Der Kapitän der Nationalmannschaft stimmte kritische Töne zum Leben eines Profi-Sportlers an. "Das Leben als Fußball-Profi ist ja keine Realität. Es ist wie ein Hochgeschwindigkeitstrip. Dann macht es zack - und alles ist vorbei", sagte Kahn. "Erfolg allein macht noch lange nicht glücklich", meinte er. 2006 möchte er seine aktive Karriere beenden. Trotz dieser Planung ist er sicher, dass er auch "bis 40 ohne körperliche Probleme spielen" könnte. Aber: "Die Herausforderung ist es, den Übergang vom Sportstar ins andere Leben zu schaffen. Ohne Reibungsverluste."

Kahn beklagte sich darüber, dass in der vergangenen Saison zu wenige Mannschaftskollegen Verantwortung übernommen hätten. "In diesem Jahr war es ganz extrem. Vieles lastete auf mir. Ich bin froh, dass Michael Ballack im Verlauf der Saison auch eine führende Rolle übernommen hat", sagte der Welttorhüter des Jahres 2002.
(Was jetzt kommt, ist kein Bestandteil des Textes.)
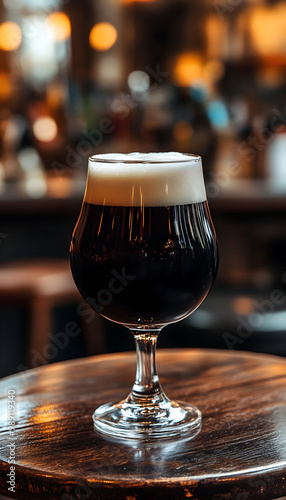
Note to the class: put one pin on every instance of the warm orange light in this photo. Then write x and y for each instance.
(102, 36)
(268, 29)
(136, 1)
(45, 129)
(10, 36)
(188, 67)
(182, 131)
(59, 26)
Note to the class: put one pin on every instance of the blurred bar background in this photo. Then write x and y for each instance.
(79, 78)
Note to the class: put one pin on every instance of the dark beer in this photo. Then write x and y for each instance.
(144, 266)
(143, 254)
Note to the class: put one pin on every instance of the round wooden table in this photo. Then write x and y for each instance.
(240, 453)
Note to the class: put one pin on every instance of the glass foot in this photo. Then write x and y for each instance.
(165, 420)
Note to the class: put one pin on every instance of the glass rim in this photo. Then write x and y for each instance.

Makay-Transfer noch ungewiss

Unterdessen muss der FC Bayern weiter auf eine Entscheidung über eine mögliche Verpflichtung des Niederländers Roy Makaay vom spanischen Erstligisten Deportivo La Coruna warten. "Ich gehe nicht davon aus, dass es recht schnell über die Bühne geht", sagte Rummenigge. Zahlen kämen frühstens in der kommenden Woche auf den Tisch, wenn die Saison in Spanien beendet sei. Dann erst könne man absehen, ob ein Transfer machbar sei. Die Bayern hätten in der Angelegenheit "keinen Stress".